Students and teachers are not meant to sit all day. Each participant in a classroom relies on constant blood flow to maintain the brain’s engagement to learn. Students need to stand, sit or lie on the floor, sit with legs crossed, or walk around the room. Teachers need to do the same. Teachers can incorporate body movement in the lessons by asking students to respond to a question with movement.

Students can work in small cooperative groups sitting around the classroom using lap desks or clipboards to complete assignments. Teachers can provide listening devices to students and take a walk outside or around the school building while listening to an informational podcast. Students can play charades to practice learning vocabulary definitions. Teachers can fill a classroom with flexible seating that best suits the needs of students needing a seat to help create engagement.

It is important for teachers to travel around the classroom to engage with students, check on progress, redirect learning when needed, and model the importance of active learning. 

Technology

Today’s smart phone or tablet technology can distract a student’s engagement. A teacher can capitalize on students’ interest and knowledge of technology by providing a moderate and appropriate amount of technology into a lesson. The student’s knowledge of technology gives a sense of independence and motivation to create a product. Project-based learning added technology to a list of tools and options for a student to select from when engineering a plan to solve a problem. Many STEM curriculums use technology to engage students in the critical thinking process.

Teachers do not need to know everything about the technology used by students. An important aspect of technology is the ability of a student to experience something new such as writing a blog, designing a webpage, coding, or using a green screen to create a project. Teachers that are experts on a certain type of technology do command a level of respect and engagement from a student. A student may admire a teacher’s technology expertise lending an opportunity for a relationship to develop between student and teacher. Most students are eager to learn by using technology and therefore making the lesson more engaging.

Entertainment

Flashy images in video games or cartoons attract a student’s attention; how can a teacher compete? Teachers must be creative and open to teach “out of the box.” Teachers can dress up as a character from a book, historical figure, or a character a student can learn from, maybe a “Rock Star” math teacher with a catchy tune about long division steps. Teachers do not have to dress up alone; students can join in as well. Book reports and research papers come alive when students dress up as the book character or figure researched. Students share the knowledge about the person portrayed while dressed as the person.

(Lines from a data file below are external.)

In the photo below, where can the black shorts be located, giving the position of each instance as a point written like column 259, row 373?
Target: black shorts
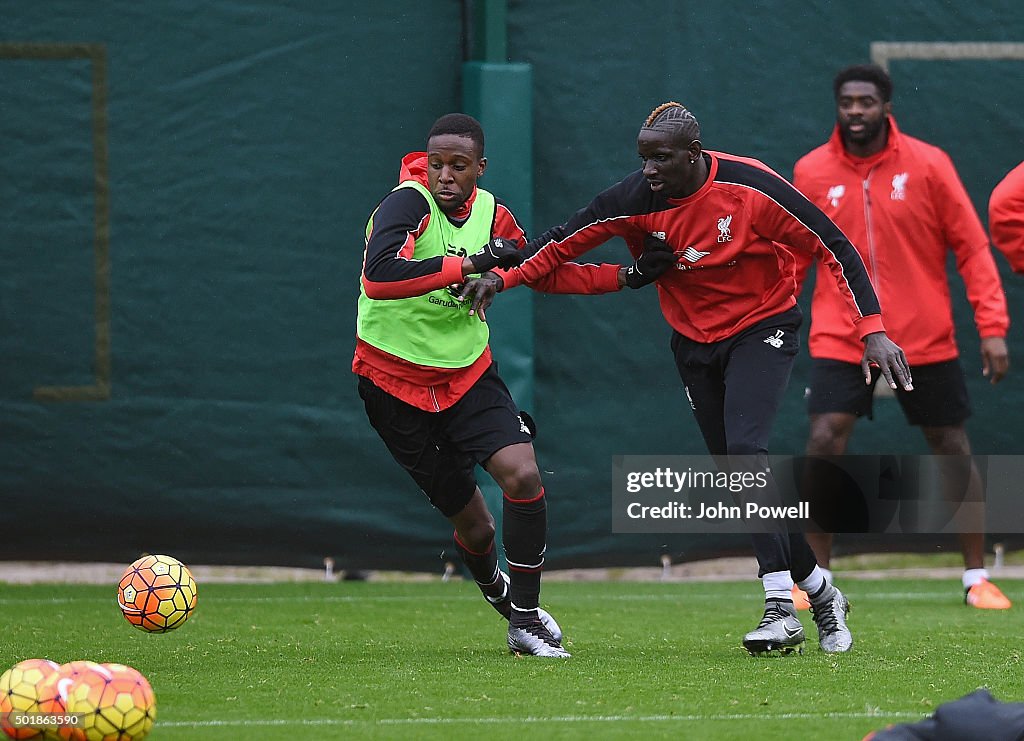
column 440, row 449
column 939, row 397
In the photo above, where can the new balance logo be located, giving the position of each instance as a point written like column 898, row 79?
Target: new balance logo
column 724, row 234
column 899, row 186
column 835, row 193
column 691, row 254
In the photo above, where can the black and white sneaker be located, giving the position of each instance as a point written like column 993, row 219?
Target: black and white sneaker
column 779, row 629
column 829, row 611
column 504, row 605
column 534, row 639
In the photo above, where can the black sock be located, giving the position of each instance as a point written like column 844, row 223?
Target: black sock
column 524, row 531
column 483, row 567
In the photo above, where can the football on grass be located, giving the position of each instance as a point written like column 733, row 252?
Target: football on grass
column 112, row 701
column 19, row 694
column 157, row 594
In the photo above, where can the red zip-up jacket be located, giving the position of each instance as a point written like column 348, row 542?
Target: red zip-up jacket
column 732, row 269
column 390, row 270
column 1006, row 217
column 903, row 208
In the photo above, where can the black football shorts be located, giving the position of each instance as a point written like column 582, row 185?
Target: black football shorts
column 440, row 449
column 939, row 397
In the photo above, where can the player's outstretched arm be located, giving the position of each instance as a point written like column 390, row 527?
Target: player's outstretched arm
column 481, row 292
column 881, row 351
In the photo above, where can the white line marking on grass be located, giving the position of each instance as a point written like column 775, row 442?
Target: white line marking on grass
column 857, row 595
column 543, row 720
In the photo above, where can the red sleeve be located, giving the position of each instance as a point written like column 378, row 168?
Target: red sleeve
column 966, row 235
column 565, row 278
column 1006, row 217
column 803, row 260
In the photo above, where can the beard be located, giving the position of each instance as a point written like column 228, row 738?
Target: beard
column 870, row 131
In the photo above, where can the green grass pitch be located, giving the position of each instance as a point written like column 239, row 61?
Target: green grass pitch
column 427, row 660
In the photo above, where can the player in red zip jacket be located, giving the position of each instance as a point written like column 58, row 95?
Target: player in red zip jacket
column 900, row 201
column 1006, row 217
column 729, row 300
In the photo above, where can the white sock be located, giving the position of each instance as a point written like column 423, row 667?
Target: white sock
column 973, row 576
column 814, row 582
column 778, row 585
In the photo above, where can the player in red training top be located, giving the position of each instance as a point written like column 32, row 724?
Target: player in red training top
column 730, row 303
column 902, row 204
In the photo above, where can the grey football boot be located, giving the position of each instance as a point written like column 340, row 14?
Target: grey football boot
column 779, row 629
column 504, row 605
column 535, row 640
column 829, row 611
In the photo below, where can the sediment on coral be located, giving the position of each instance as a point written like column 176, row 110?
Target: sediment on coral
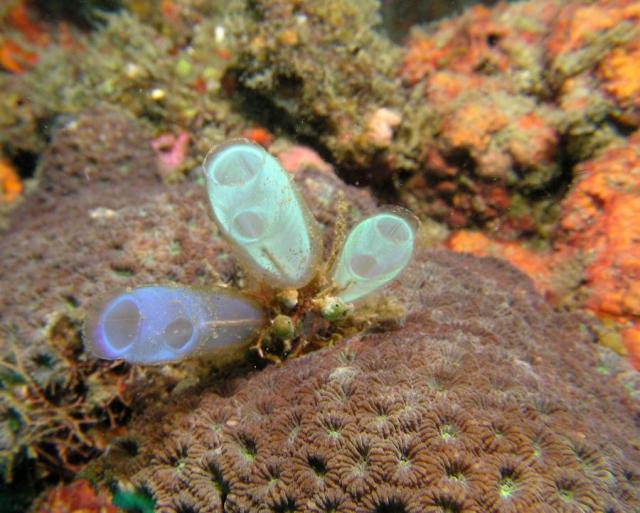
column 484, row 400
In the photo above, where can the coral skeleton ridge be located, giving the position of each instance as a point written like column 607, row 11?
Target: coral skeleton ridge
column 259, row 211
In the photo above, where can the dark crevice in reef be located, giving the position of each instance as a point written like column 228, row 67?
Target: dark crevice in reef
column 278, row 119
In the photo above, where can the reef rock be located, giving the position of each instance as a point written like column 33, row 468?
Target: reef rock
column 484, row 400
column 102, row 220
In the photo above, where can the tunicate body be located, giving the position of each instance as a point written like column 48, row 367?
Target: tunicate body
column 376, row 251
column 158, row 324
column 258, row 209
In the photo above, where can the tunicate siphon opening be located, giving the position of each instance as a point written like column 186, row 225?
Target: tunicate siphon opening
column 121, row 324
column 235, row 167
column 393, row 229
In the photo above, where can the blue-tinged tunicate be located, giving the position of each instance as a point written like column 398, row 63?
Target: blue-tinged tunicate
column 157, row 324
column 376, row 250
column 258, row 209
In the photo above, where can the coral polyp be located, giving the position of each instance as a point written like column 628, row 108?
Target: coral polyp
column 258, row 210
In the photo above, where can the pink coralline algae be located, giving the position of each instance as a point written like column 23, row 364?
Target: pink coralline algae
column 171, row 150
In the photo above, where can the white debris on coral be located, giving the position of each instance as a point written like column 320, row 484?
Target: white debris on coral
column 380, row 126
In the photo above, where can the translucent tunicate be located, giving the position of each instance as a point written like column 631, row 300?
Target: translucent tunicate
column 157, row 324
column 376, row 250
column 257, row 208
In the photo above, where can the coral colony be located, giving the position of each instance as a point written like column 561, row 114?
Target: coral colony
column 258, row 210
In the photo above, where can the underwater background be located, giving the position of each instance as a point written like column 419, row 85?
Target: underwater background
column 498, row 374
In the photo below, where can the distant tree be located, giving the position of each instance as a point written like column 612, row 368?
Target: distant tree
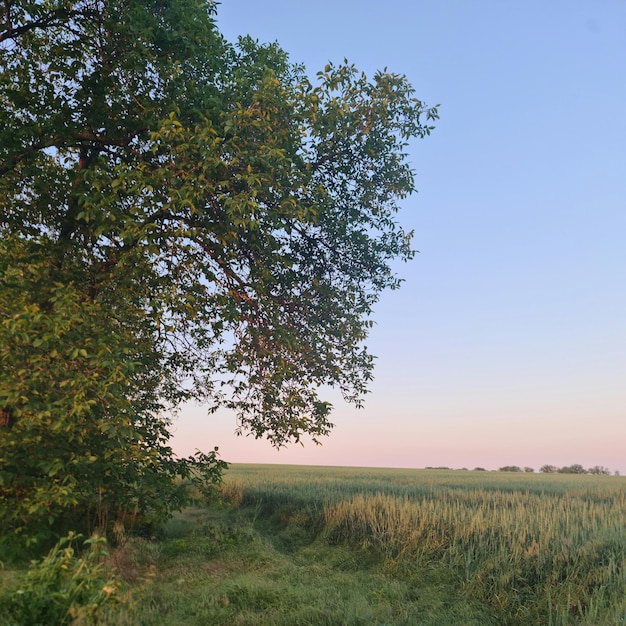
column 599, row 470
column 572, row 469
column 548, row 469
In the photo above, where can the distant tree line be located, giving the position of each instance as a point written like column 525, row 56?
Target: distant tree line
column 596, row 470
column 576, row 468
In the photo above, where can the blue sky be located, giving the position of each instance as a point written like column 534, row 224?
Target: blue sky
column 507, row 342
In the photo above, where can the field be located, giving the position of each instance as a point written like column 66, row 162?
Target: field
column 318, row 545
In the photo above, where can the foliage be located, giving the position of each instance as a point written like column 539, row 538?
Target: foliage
column 65, row 587
column 180, row 218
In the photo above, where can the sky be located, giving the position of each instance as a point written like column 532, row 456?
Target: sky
column 506, row 344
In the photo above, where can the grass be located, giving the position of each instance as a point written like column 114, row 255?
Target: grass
column 318, row 545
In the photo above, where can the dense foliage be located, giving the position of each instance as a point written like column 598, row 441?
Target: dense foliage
column 180, row 218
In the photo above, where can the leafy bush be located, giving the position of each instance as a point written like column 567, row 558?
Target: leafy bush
column 65, row 587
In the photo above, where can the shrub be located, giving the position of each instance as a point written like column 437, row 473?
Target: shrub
column 66, row 587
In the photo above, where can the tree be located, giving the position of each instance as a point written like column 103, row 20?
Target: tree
column 180, row 218
column 548, row 469
column 572, row 469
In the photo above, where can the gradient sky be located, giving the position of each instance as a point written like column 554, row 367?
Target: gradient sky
column 507, row 343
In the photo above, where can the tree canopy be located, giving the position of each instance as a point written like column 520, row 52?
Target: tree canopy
column 180, row 218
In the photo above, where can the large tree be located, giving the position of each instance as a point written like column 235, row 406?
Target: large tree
column 180, row 218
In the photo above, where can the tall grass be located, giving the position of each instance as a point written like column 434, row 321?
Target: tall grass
column 536, row 549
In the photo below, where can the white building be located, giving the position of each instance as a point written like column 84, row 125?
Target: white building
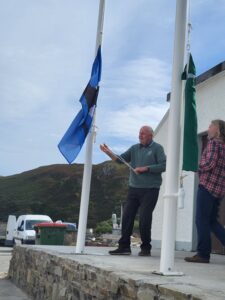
column 210, row 102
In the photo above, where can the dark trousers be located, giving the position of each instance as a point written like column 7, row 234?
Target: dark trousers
column 206, row 221
column 145, row 200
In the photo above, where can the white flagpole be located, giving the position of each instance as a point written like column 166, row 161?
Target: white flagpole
column 85, row 193
column 173, row 153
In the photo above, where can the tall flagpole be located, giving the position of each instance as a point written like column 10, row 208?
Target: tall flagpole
column 85, row 192
column 173, row 153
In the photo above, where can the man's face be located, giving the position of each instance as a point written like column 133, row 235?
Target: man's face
column 145, row 136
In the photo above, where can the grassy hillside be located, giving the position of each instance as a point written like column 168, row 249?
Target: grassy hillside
column 55, row 190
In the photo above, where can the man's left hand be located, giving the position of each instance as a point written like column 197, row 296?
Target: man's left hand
column 141, row 170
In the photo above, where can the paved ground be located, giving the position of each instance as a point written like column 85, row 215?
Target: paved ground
column 206, row 281
column 8, row 291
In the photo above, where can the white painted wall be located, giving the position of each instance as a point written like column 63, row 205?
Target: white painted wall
column 210, row 101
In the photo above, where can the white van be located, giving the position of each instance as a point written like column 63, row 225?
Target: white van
column 24, row 232
column 11, row 226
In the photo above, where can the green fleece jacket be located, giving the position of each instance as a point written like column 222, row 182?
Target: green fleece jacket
column 152, row 156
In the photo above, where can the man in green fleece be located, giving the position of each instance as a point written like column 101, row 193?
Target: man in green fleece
column 148, row 161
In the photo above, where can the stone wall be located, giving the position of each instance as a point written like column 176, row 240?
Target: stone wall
column 45, row 276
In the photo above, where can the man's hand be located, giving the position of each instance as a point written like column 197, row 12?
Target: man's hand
column 105, row 148
column 140, row 170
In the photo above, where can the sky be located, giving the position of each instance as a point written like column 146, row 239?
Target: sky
column 47, row 48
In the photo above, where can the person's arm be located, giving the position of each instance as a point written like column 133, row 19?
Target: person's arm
column 209, row 157
column 160, row 165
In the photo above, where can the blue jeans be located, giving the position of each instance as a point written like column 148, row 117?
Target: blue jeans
column 206, row 221
column 144, row 200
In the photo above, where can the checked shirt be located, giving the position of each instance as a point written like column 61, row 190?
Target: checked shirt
column 212, row 168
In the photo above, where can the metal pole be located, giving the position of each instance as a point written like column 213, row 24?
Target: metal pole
column 85, row 193
column 173, row 153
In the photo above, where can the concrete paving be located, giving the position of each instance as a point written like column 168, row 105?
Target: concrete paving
column 204, row 281
column 8, row 291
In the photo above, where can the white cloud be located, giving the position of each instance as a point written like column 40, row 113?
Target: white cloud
column 46, row 52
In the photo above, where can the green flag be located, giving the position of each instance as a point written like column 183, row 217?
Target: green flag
column 190, row 145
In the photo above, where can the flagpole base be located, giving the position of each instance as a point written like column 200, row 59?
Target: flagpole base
column 168, row 273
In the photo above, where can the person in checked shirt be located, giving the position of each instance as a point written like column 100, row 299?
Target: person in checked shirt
column 211, row 190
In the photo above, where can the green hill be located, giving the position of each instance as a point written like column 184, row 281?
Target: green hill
column 55, row 190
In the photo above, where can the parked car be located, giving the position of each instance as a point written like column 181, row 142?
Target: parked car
column 24, row 232
column 70, row 226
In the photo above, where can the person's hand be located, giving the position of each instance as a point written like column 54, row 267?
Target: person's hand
column 105, row 148
column 140, row 170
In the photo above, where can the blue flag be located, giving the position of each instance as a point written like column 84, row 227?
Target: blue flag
column 73, row 140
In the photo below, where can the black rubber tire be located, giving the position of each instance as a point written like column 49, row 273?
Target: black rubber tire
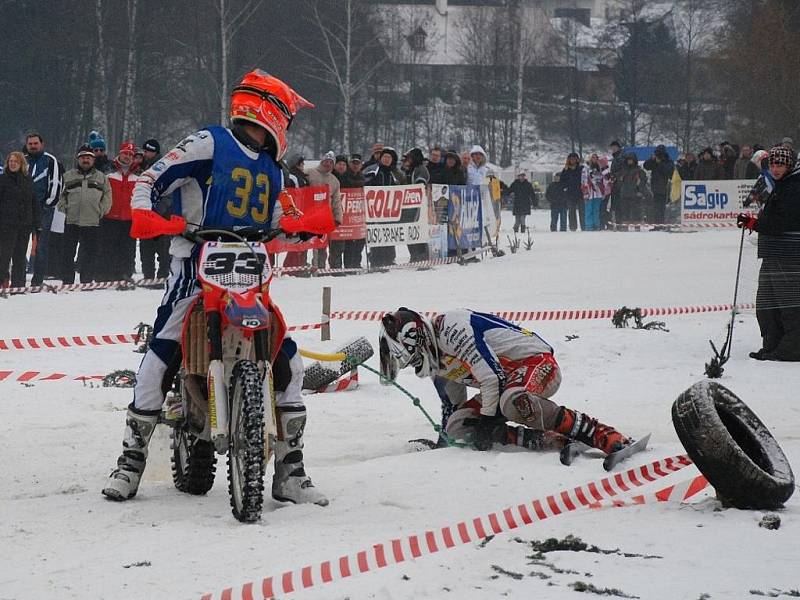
column 246, row 465
column 732, row 448
column 194, row 463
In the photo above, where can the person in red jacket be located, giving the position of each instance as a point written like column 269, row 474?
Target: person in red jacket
column 117, row 247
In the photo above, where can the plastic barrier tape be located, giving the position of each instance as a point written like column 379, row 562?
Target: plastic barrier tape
column 432, row 541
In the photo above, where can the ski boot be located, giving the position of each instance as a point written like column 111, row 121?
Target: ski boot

Teachers can assign a group of students to perform a skit to present the knowledge learned, and it can be adapted to any subject, even math. Another option for presentations can be creating a podcast for other students to listen to or students reciting poetry in front of peers. Students enjoy making videos and presenting the video production. Entertainment engages a student’s attention and opens the mind to creativity.

Questions

Teachers ask questions to gauge the class’s understanding during a lesson. At times students feel “on the spot” or unprepared to answer the question. Teachers can change this process by having students write down questions and “turn and talk” to other classmates to generate discussions about the topic. Allowing time to talk freely with peers encourages engagement for lessons.

In an effort to create student engagement during instruction and assess the knowledge students are gaining from the lesson, teachers must ask questions. A fun idea for teachers gathering knowledge from students with asking questions is to give all students dry erase boards to record answers and hold over head for the teacher to check. Teachers can also use exit tickets to measure the knowledge students have retained and can apply after the lesson is taught.

Student engagement is obvious curiosity, zealous interest, or optimum passion expressed by students while learning in the classroom.